30.05.2009 CHRYSLER ASSET SALE EXPECTED ON MONDAY

CHRYSLER FACTORY

The sale of Chrysler's assets to a new company includes Fiat will happen on Monday after expectations that it would be resolved late last week were dampened after many of the objections were not dealt with before the weekend loomed. In the New York Bankruptcy Court, Judge Arthur Gonzales said yesterday that he would give his opinion if a sale of Chrysler's assets could go ahead "sometime Monday".

The court has been wading through more that 300 objections to the sale that were lodged with the Manhattan court, most of which have now been resolved or dismissed. However several key objectors remain to be dealt with, and these include a group of Indiana state pension and construction funds that hold secured debt, as well as objections from the 789 Chrysler dealers - a quarter of the total - that are losing their franchises during the bankruptcy process. Lawyers for the objectors had presented all their closing arguments by 9:30 PM last night after a marathon session, leading Judge Gonzales to consider the validity of their arguments over the weekend.

The key secured lenders have settled for a US$2 billion payout from the U.S. Treasury Department whittled down from an original debt of US$6.9 billion; these lenders are being represented in court by JP Morgan Chase Co. However attorney's for the state pension funds argued yesterday that the rapid timetable of the bankruptcy procedure was pushing them to one side and violated the Constitution and that using funds from the Troubled Asset Relief Programme (TARP) to prop up Chrysler broke its terms as TARP was only passed by Congress to provide support for failing financial institutions. "Congress made it absolutely clear it wouldn’t allow Treasury to fund an auto bailout," Glenn Kurtz, representing the pension funds, told Gonzalez yesterday. "It violates the Constitution and it violates TARP."

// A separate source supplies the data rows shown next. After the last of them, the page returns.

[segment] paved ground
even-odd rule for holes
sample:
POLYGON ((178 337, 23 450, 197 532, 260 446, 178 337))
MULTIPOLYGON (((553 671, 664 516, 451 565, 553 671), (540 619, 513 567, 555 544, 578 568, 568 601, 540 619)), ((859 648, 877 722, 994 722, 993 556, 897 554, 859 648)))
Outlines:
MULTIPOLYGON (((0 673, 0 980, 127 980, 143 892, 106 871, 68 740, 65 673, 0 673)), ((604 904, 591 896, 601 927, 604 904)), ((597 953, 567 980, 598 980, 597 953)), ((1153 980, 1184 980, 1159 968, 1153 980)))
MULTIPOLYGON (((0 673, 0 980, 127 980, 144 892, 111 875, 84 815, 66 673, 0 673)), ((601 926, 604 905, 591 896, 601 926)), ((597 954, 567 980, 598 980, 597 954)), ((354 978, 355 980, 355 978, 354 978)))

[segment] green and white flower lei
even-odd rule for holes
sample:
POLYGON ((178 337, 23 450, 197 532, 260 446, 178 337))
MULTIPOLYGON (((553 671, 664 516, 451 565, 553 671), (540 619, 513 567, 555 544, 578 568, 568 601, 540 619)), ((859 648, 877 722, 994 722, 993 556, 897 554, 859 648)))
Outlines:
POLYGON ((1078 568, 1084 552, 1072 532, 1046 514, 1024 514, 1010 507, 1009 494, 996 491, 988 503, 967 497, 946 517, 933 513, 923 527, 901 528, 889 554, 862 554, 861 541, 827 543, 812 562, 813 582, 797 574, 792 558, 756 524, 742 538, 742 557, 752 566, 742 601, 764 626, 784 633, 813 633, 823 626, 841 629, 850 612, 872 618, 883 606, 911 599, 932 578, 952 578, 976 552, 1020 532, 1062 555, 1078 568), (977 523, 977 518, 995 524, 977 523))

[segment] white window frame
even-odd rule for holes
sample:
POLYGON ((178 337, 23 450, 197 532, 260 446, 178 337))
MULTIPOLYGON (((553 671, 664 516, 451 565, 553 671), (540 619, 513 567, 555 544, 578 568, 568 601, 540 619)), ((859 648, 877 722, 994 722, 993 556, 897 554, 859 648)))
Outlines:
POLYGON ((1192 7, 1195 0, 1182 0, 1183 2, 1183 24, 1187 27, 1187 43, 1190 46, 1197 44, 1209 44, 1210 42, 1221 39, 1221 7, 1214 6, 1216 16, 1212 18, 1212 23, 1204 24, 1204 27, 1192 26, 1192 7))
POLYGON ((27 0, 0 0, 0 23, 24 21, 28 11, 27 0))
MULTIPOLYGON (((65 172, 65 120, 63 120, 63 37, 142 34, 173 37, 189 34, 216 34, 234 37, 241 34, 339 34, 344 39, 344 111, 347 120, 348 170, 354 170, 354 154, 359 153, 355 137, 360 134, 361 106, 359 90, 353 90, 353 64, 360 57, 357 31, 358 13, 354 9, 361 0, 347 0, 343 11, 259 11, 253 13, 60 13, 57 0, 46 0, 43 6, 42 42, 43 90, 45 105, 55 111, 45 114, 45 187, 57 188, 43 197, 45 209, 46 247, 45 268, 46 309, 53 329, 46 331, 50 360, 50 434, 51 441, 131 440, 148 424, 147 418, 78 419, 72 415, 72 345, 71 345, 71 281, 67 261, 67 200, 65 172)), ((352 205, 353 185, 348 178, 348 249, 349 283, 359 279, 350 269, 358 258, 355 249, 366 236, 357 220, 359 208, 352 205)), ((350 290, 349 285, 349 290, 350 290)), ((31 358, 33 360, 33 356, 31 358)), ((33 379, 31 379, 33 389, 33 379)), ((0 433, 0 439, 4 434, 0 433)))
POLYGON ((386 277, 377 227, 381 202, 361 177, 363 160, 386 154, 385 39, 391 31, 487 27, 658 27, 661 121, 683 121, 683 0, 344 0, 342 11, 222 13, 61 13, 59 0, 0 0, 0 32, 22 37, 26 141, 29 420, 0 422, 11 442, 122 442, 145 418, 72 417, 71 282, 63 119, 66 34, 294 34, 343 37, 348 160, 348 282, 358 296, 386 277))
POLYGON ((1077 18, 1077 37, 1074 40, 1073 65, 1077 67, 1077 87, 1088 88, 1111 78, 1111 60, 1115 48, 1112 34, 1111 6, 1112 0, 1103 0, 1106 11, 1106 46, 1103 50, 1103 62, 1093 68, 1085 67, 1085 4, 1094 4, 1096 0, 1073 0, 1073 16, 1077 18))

Assistant U.S. Attorney Jeanette Vargas told the court that it was "no secret" that TARP money was being used to support Chrysler but that Congress retained oversight of how the funds were spent. "It certainly wasn’t the government that drove Chrysler into bankruptcy," Vargas told the court yesterday. "Chrysler came to the government" and they wanted to see a viable business plan before lending any funds. Fiat's was the only offer on the table for Chrysler. Chrysler's outgoing CEO Bob Nardelli had told the court that they had had no choice but to approach the government for a financial lifeline In testimony to the court last week he said that the carmaker had been in robust shape until the first half of last year, but he went on to note that last summer "the roof fell in, or the bottom fell out. It's almost like someone flipped a switch."

With Chrysler's 22 factories idled and its almost 27,000 workers laid-off since the failed carmaker entered Chapter 11 on May 1, there is a rush to get the new company into action. Corinne Ball, a lawyer for Chrysler, likened the deal to a leveraged buy-out by Fiat and the United Auto Workers. "There was no and is no other alternative but liquidation," Ball said to Gonzalez. "No one in the market would be doing for us what this LBO is doing." If the court approves the sales of assets, it will then have to deal with the remaining eight plants that aren't wanted by the new company.